Uganda’s 2025/2026 Budget: Gen Z Reactions and Demands

by June 13, 2025

Uganda’s 2025/2026 budget has left Gen Z feeling overlooked. Although the approved Shs72.3 trillion national budget aims for stability, young people believe it fails to invest in their future. Many expected meaningful allocations for employment, innovation, agriculture, and sustainability.

“I followed the process from the Budget Framework Paper to final approval,” said economist Taaka Proscovia Mugeni. “Yet, Uganda’s 2025/2026 budget is almost identical in size to last year’s.” This, in her view, signals a preference for fiscal predictability. However, it does not address the pressing needs of the youth.

More than 75% of Uganda’s population is under 30. Therefore, Gen Z expected a budget that directly responds to their challenges. They argue that the time for lip service is over. Instead, they demand specific policies and funding aligned with their skills and potential.

According to Ms Mugeni, the government should focus on creating jobs and developing skills. Notably, she highlights key sectors with high potential: agro-industrialisation, tourism, science and technology, and the green economy. These areas, she explains, are scalable and suitable for young people—if backed by serious funding.

Furthermore, many feel the government’s implementation doesn’t match its promises. For example, teacher Ceaser Ocan points to the fruit factory development in eastern Uganda as a good initiative. However, he notes that northern Uganda, where young farmers grow cassava, lacks similar support. As a result, those youth are left behind.

Ocan acknowledges the introduction of tax exemptions for new businesses. Nevertheless, he criticizes the limited financing for young farmers, especially those working at a small scale. He explains that schemes like the Parish Development Model (PDM) favor large commercial players. Meanwhile, most Gen Z farmers struggle with poor infrastructure and erratic weather.

Ms Penninah Kawuma, a researcher at the International Livestock Research Institute, expresses disappointment. She expected deeper investment in agritech and value addition, especially given agriculture’s importance. In fact, it employs 64% of Ugandans and contributes 24% of GDP. Despite its critical role, agriculture received less attention than hoped. As a result, youth feel sidelined. According to Ms Kawuma, young agriculturalists need tools, training, and access to markets—not vague mentions in speeches.

Meanwhile, environmental activist Phiona Boonabaana appreciates that the budget references climate policy. Still, she warns that it falls short. “The budget leans heavily on mining and infrastructure,” she explains. “However, it lacks serious investment in green innovation.” She argues that without this investment, Uganda risks more climate-related disasters. For instance, inadequate conservation funding will likely worsen floods, droughts, and food insecurity. Ultimately, true development must protect both the economy and the environment.

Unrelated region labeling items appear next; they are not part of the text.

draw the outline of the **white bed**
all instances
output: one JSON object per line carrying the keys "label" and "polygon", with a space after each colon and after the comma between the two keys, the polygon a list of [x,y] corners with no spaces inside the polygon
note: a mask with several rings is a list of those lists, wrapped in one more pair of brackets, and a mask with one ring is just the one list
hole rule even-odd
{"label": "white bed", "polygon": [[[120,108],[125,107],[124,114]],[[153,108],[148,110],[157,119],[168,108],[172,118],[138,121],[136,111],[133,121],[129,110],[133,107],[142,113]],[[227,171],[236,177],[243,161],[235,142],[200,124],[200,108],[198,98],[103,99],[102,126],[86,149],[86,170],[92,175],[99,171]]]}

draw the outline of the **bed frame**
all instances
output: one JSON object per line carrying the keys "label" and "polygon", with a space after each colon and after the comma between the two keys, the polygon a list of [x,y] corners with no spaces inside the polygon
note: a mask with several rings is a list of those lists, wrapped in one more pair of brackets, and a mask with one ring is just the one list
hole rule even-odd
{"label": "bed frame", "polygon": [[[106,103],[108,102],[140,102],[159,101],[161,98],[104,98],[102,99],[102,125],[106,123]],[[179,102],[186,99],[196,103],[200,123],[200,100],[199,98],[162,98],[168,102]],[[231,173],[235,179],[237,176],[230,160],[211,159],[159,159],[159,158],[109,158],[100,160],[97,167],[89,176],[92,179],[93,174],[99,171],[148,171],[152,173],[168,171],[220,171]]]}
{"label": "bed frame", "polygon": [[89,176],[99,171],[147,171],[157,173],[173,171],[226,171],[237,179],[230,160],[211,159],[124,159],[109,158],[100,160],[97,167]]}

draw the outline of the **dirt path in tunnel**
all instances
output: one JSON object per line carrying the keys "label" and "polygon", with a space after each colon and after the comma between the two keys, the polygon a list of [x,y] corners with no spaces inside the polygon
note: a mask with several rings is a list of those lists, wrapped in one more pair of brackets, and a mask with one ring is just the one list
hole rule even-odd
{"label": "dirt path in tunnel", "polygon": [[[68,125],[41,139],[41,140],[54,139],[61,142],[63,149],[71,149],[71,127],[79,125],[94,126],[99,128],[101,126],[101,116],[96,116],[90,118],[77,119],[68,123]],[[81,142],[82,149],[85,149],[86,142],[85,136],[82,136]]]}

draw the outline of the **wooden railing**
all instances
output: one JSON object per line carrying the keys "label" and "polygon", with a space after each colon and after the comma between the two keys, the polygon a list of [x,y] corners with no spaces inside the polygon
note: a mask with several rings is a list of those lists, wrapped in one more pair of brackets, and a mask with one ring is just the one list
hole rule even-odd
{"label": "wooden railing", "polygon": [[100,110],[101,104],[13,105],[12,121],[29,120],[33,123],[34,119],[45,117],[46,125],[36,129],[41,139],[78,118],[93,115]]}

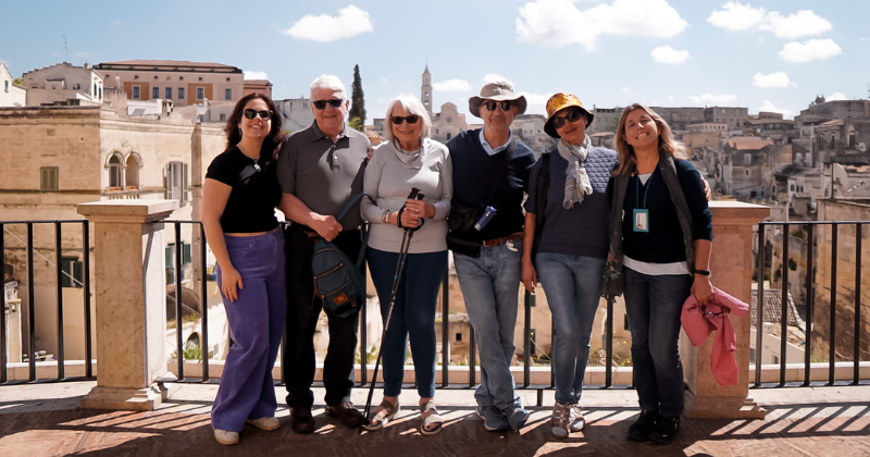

On the technology front, Mr Micheal Ntege highlights the Shs381.08 billion allocated to science and technology. In his opinion, this offers a promising opportunity for e-commerce and digital skills development. Ms Mugeni agrees that it’s a step forward. However, she insists that Uganda must do more to support young innovators. Across the country, youth are creating fintech platforms, health tech solutions, and smart farming systems. Yet, most of these projects stall due to lack of funding.

She cites a recent success: AgriKbot, a robot created by Ugandan youth for smart farming, gained global recognition at the Huawei ICT Competition. Despite that, it received little to no local support. Clearly, without adequate funding and incubators, such innovations rarely survive.

To address this gap, Ms Mugeni calls for bold action. She proposes scaling up government-funded innovation grants, building district-level incubators, and incentivizing private investment in tech startups. Moreover, she emphasizes the need for coordination among ministries to prevent fragmented efforts.

Gen Z leaders are united in one message: Uganda must move from words to action. Mr Ocan says it plainly: “There has to be less talking and more doing.” This generation isn’t asking for handouts. Instead, they want access, opportunity, and support. If the government listens, Uganda’s 2025/2026 budget could become a turning point.

To create real impact, the government must increase youth-led innovation funding, support value chains in agriculture, invest in green infrastructure, expand digital training programs, and promote equitable regional development. Uganda’s young people are already building the future. Now, they are asking the government to budget for it.